We found a new house and it is beautiful. Just for fun, let’s tell you about another time I cried. When I looked at it. I broke down in front of our realtor (the poor lady) and expressed my feelings. I was upset that I had walked into such a gorgeous house. Upset that anyone would be happy to live in this house and I didn’t want to. We had looked at tons of homes knowing we had to find one. I cried because I expected to walk into one and get that feeling. That magical feeling that overwhelmed me when I walked into our house in Medicine Hat where I just knew. I realized I wasn’t going to get it because this new city didn’t feel like home. I didn’t want to move and I wasn’t accepting the fact that we had to.

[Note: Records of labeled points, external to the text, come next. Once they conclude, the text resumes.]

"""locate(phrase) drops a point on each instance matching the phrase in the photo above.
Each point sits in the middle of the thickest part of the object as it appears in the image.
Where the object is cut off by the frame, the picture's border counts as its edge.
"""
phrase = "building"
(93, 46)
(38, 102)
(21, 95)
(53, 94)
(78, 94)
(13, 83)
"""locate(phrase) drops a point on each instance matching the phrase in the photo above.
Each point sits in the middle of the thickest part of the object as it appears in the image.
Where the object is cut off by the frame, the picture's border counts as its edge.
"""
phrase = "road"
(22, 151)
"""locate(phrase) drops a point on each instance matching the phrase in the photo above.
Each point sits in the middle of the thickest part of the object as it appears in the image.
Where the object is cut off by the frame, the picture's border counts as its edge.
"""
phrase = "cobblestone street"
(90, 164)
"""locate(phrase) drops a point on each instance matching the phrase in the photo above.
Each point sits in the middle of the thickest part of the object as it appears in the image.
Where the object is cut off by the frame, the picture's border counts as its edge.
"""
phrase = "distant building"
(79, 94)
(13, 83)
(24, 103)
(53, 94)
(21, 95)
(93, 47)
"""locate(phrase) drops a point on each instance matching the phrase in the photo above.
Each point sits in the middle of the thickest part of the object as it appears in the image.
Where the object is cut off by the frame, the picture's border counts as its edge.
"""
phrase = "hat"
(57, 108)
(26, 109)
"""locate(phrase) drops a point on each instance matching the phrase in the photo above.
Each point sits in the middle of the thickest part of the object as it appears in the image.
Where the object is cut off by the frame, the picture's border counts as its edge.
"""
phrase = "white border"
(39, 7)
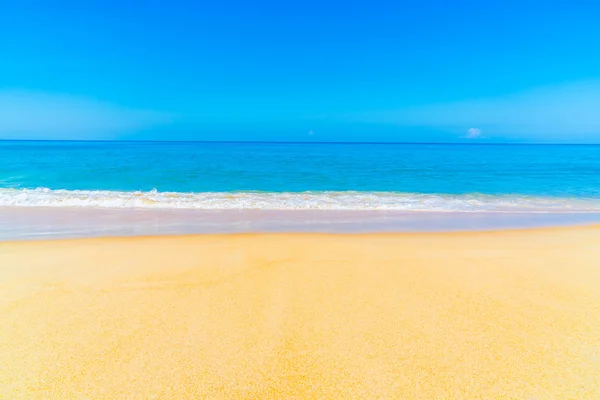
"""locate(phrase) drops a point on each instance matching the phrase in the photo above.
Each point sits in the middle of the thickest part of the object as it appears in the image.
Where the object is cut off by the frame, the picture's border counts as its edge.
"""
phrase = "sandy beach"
(487, 315)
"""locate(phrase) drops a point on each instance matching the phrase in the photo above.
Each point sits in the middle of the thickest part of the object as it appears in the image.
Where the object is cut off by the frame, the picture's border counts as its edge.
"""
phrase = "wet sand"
(479, 315)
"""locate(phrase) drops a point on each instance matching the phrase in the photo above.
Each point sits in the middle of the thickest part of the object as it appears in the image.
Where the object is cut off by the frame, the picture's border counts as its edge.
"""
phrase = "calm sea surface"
(408, 177)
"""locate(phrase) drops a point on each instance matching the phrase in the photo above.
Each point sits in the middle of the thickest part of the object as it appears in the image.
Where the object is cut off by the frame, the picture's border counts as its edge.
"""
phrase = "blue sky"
(428, 71)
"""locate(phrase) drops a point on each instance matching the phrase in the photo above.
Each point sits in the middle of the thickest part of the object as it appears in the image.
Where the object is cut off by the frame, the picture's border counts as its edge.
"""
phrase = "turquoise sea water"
(195, 175)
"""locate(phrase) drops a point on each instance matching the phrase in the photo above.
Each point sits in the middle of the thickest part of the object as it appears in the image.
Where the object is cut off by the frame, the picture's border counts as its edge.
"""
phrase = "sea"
(82, 188)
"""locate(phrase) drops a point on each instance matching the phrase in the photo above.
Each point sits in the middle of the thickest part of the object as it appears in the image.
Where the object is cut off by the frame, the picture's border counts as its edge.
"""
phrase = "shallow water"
(48, 223)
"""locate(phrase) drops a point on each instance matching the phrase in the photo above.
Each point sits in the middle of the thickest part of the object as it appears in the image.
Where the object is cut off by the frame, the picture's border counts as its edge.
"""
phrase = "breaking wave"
(44, 197)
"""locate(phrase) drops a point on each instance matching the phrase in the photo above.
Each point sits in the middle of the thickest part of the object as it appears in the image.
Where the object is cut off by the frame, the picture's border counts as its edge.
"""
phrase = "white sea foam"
(43, 197)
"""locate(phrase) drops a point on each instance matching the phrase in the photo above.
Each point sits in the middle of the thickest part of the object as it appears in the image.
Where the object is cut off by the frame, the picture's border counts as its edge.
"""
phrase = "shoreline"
(497, 314)
(23, 223)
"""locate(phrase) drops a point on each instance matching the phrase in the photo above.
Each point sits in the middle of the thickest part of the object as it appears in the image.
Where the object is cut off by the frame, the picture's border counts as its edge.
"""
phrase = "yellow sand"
(499, 315)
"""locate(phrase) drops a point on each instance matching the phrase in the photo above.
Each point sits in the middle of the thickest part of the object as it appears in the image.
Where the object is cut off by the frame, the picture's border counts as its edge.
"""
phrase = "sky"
(341, 71)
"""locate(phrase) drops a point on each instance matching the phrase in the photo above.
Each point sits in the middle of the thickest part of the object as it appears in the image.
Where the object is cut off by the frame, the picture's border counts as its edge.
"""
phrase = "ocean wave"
(43, 197)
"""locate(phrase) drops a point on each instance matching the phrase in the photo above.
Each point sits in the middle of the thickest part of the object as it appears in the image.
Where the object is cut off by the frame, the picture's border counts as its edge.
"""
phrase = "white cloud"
(556, 113)
(34, 115)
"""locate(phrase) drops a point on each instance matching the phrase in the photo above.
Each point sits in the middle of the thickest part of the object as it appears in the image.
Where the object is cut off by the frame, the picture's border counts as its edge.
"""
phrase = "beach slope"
(488, 315)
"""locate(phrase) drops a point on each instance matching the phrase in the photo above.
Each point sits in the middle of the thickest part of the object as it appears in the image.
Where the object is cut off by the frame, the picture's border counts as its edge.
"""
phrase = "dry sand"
(493, 315)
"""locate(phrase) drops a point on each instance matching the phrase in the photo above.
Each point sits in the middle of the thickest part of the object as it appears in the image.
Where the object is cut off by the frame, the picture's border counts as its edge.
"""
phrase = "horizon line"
(297, 142)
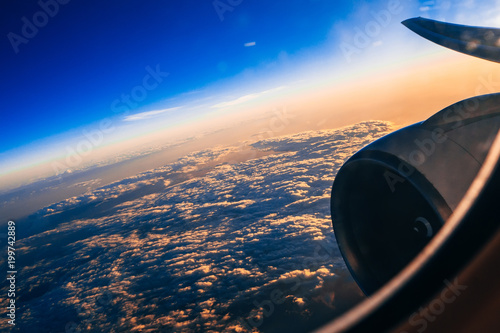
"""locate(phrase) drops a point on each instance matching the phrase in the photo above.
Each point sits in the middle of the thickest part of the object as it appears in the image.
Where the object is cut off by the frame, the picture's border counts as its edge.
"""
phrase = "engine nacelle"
(391, 197)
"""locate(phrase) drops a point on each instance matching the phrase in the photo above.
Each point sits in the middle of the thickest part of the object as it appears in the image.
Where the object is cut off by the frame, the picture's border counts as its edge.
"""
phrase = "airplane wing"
(475, 41)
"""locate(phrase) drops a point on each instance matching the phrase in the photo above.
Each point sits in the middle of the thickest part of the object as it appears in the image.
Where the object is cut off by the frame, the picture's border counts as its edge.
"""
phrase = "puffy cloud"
(198, 245)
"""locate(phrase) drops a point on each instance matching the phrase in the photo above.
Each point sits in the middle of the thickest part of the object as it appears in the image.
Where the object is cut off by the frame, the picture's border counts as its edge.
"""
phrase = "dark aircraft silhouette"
(416, 214)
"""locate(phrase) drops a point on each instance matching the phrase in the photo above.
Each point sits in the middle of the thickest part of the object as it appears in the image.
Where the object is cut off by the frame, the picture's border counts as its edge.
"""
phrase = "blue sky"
(88, 54)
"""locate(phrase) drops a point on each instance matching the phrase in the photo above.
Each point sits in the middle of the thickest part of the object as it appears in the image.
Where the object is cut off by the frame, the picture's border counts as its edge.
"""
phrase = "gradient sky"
(91, 53)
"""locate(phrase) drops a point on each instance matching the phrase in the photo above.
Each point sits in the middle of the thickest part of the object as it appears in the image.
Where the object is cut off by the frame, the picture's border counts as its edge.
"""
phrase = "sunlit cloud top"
(148, 114)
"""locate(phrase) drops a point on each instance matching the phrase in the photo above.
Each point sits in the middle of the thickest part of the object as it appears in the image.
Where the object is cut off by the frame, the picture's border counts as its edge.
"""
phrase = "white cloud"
(200, 253)
(245, 99)
(148, 114)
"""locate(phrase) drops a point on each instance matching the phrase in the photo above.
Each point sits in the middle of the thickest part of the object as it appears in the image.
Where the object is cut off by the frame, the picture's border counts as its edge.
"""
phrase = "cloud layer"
(197, 245)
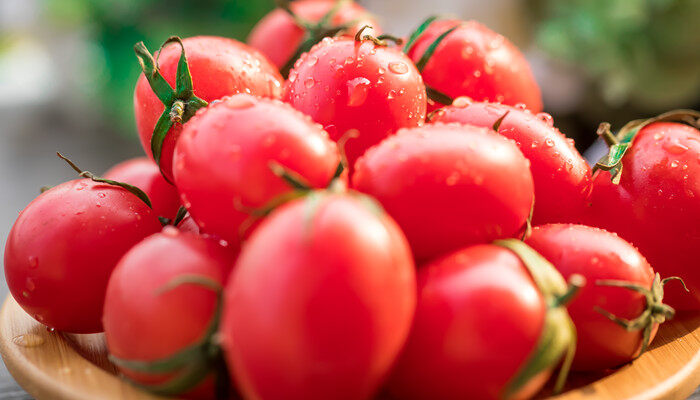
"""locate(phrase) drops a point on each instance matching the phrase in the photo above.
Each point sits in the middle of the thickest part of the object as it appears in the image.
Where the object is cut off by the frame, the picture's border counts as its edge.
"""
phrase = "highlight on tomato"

After sleeping on it for a few nights we finally put an offer in. It made this all a little more real for us. Turns out, neither of us were really accepting the thought of us actually packing up our little family and moving. Now that we have checked a few things off of our list like selling our house and buying a new one, it snapped us back into reality. My guilt for yelling “I don’t want to move!” through a waterfall of tears to our realtor who had already showed us a million houses kind of went away. I am sure my guilt for how I handled this whole decision and making my husband feel bad for putting me in this situation will slowly go away. This is not something I want to do but once I am there, I know I will find the good in it. I will have great opportunities for my business. I will raise my boys to be amazing people no matter where we are. I will make new friends, or at least make cardboard cut outs of their bodies to drink wine with. My husband and I will be under the same roof again. Lucky him. This is going to work.
Jeremie told me he would live in a box with me as long as it was me by his side through this whole journey. It has taken me a while but I am learning that home isn’t the place where I sleep at night, it is the place where my family is. Soon we will all be together again and that is where I am meant to be.